Details on selected HD programming carried by E* can also be found in the HD Programming forum *HERE*


----------



## Chandu (Oct 3, 2005)

dave1234 said:


> ...UEFA cup games are usually early Sat. and Sun. morning(really early on the West coast)....


Wrong.

UEFA Cup matches are almost always on Thursday afternoons in the US. And they're LIVE, not tape delayed.

*Thursday November 2

11:30 AM Pacific/2:30 PM Eastern

Lens vs. Halmstad*



socceteer said:


> They do..?
> 
> I have not seen a UEFA game televised yet...! When will this happen..?


See above.



SummitAdvantageRetailer said:


> Wow, UEFA Cup matches, too? I just found out Rush HD carried La Liga so this is better news!


 :biggthump


----------



## Antknee (Oct 13, 2005)

Well, it may be only $5 a month, but you need to pay $99 for the second dish.... that's my problem with it


----------



## dave1234 (Oct 9, 2005)

WRONG

UEFA cup games are shown early morning on the weekends, they just aren't live.....


----------



## dave1234 (Oct 9, 2005)

Sorry forgot to add: But you're RIGHT, they are shown live during the week


----------



## Chandu (Oct 3, 2005)

dave1234 said:


> WRONG
> 
> UEFA cup games are shown early morning on the weekends, they just aren't live.....

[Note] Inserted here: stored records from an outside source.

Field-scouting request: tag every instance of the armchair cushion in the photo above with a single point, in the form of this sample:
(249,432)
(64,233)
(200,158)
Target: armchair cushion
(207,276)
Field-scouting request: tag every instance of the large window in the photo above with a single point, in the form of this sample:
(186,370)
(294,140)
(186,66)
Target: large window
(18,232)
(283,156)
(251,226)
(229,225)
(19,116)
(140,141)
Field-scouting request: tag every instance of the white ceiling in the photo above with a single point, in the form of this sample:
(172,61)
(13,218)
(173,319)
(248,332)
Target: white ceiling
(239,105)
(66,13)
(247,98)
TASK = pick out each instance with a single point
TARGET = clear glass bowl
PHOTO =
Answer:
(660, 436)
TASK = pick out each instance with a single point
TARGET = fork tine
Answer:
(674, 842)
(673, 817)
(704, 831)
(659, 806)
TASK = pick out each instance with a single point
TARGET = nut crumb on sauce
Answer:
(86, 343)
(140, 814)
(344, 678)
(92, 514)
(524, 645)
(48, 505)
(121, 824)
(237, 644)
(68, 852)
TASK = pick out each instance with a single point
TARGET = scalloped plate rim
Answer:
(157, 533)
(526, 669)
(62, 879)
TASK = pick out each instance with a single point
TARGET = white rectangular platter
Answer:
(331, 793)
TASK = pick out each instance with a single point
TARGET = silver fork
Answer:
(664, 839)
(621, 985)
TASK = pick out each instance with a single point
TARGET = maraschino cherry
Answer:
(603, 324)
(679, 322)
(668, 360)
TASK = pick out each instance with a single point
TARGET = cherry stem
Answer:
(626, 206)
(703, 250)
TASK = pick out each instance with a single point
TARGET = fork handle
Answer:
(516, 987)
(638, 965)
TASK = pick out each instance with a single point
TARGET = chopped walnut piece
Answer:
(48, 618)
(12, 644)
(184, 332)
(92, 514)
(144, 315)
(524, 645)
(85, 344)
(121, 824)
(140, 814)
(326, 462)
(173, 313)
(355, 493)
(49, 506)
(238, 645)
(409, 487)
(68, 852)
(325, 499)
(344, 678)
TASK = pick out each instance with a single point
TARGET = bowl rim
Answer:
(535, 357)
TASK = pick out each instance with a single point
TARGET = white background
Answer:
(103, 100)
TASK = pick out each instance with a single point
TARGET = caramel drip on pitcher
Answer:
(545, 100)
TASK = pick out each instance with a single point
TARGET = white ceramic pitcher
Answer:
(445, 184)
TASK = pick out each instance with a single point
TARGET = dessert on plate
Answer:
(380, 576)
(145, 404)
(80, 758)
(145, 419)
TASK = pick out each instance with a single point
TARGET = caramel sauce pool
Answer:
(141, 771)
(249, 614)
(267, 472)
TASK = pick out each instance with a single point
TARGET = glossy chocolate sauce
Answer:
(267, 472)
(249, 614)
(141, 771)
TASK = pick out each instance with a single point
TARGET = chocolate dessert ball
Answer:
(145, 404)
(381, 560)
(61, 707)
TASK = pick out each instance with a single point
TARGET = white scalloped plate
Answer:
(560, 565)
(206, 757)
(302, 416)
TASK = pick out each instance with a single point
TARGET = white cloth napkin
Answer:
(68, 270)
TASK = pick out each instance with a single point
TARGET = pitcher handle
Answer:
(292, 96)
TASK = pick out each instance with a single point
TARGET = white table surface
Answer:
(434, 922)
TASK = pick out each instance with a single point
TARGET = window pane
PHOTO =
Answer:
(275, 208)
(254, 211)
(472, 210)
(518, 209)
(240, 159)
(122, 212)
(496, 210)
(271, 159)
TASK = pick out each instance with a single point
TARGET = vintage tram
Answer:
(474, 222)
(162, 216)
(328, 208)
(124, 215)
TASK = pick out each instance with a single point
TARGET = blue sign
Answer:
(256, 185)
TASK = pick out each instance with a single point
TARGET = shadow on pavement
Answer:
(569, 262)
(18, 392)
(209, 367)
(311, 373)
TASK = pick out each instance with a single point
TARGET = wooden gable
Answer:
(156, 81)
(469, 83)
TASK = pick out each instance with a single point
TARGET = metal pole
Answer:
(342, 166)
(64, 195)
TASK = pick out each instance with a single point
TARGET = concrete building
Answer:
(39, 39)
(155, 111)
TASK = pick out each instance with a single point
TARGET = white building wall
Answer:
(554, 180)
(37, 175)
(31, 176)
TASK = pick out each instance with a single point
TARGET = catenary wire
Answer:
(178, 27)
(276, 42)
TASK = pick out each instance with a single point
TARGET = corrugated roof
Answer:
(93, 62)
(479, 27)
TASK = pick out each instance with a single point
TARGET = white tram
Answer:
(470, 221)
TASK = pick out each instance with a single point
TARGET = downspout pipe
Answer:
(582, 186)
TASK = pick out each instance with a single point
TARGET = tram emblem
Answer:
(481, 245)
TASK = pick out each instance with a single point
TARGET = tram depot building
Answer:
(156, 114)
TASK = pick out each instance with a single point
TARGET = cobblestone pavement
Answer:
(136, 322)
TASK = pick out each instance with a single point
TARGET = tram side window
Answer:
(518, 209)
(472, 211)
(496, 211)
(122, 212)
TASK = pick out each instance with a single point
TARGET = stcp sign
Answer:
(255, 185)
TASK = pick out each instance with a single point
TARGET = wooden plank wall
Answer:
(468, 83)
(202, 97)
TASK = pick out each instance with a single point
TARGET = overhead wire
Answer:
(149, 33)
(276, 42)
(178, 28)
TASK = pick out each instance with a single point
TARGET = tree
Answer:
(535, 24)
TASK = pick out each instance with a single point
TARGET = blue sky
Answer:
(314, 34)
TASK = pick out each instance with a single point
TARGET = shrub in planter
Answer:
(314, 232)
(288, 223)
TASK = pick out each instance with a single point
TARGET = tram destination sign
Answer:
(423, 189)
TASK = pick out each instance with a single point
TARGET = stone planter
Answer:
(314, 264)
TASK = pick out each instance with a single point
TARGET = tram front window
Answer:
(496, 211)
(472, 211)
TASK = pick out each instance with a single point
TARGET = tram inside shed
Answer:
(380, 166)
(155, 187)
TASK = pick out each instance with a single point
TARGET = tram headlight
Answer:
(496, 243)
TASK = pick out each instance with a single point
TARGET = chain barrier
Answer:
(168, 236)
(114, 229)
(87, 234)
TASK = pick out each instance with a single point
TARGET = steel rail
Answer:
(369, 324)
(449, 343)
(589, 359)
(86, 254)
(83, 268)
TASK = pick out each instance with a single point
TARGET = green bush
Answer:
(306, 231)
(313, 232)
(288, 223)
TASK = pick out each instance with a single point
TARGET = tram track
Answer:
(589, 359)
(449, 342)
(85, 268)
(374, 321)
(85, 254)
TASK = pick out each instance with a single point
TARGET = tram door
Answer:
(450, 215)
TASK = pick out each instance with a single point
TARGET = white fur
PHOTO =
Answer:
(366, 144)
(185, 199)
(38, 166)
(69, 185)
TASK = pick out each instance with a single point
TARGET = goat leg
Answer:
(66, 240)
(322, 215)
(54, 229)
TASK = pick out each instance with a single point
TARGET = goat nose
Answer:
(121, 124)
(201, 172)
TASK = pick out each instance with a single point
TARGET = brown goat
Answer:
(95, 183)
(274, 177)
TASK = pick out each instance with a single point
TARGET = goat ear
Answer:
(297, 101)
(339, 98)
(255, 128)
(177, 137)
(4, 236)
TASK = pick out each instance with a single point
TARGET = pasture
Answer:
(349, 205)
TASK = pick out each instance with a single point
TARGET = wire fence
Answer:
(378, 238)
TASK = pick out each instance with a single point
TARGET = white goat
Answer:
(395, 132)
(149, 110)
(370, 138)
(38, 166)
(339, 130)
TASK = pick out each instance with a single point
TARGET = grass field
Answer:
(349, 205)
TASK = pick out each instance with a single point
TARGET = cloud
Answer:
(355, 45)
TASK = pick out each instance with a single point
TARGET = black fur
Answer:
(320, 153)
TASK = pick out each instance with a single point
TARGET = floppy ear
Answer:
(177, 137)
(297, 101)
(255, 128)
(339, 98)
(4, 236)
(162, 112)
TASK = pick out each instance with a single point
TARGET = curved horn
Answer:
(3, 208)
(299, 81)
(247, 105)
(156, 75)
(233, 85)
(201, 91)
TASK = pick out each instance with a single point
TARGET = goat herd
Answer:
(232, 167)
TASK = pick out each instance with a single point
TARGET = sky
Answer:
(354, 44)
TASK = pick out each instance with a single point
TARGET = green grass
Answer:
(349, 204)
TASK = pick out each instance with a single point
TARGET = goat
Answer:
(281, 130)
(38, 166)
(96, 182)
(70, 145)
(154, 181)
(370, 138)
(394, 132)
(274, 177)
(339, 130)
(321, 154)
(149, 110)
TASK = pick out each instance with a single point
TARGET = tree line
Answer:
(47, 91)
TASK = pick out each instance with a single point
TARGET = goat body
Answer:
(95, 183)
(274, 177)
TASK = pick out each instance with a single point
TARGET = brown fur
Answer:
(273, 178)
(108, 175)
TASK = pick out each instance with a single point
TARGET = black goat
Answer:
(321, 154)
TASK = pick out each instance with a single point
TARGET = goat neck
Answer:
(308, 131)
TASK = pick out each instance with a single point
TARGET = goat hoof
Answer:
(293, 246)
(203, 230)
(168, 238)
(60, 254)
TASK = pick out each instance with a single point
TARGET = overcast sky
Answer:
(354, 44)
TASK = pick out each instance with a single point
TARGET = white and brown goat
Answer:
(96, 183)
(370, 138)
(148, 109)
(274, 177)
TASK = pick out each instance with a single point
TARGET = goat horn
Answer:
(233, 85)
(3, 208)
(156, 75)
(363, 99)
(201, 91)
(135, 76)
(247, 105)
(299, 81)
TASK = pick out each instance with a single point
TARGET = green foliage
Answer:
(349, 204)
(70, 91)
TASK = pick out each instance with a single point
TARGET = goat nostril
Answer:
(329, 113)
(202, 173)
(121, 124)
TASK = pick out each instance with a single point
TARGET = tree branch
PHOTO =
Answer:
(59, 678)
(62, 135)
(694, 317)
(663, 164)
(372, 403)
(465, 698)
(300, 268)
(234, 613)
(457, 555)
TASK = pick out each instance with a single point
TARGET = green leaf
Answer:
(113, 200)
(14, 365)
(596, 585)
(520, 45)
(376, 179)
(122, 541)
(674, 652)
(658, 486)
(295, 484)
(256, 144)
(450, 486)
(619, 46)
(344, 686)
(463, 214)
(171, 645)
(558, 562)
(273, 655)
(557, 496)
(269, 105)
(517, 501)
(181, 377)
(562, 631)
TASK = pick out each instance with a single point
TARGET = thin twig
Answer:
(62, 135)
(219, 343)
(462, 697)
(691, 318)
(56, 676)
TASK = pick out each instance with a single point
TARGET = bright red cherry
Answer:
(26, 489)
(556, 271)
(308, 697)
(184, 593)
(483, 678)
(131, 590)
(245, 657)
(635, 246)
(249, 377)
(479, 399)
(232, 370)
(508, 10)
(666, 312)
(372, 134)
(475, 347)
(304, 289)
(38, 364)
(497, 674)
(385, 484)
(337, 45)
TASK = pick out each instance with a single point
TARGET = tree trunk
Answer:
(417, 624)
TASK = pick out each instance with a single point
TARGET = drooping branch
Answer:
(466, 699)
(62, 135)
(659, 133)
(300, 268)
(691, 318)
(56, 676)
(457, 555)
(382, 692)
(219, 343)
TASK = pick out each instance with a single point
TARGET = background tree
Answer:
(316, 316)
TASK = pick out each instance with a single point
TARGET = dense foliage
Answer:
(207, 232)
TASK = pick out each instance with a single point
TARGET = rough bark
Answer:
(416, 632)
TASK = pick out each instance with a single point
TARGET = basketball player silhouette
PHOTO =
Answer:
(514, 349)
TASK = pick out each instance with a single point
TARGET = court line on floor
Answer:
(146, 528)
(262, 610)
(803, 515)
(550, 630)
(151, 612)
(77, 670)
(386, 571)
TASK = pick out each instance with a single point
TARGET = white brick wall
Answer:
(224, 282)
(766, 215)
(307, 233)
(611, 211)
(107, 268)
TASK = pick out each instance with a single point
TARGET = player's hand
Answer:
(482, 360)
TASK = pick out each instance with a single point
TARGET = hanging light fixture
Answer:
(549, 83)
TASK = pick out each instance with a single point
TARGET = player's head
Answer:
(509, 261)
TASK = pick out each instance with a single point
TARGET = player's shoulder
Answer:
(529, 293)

OK, so you were talking about tape delayed stuff. We both stand corrected in different ways. :allthumbs

In these days of Tivo/DVR, if an event is shown LIVE, it becomes almost irrelevant to wait until it is shown again on tape delay sometime later.

Get ready to watch your first ever UEFA Cup matchup in HD! It starts in about 15 minutes.


----------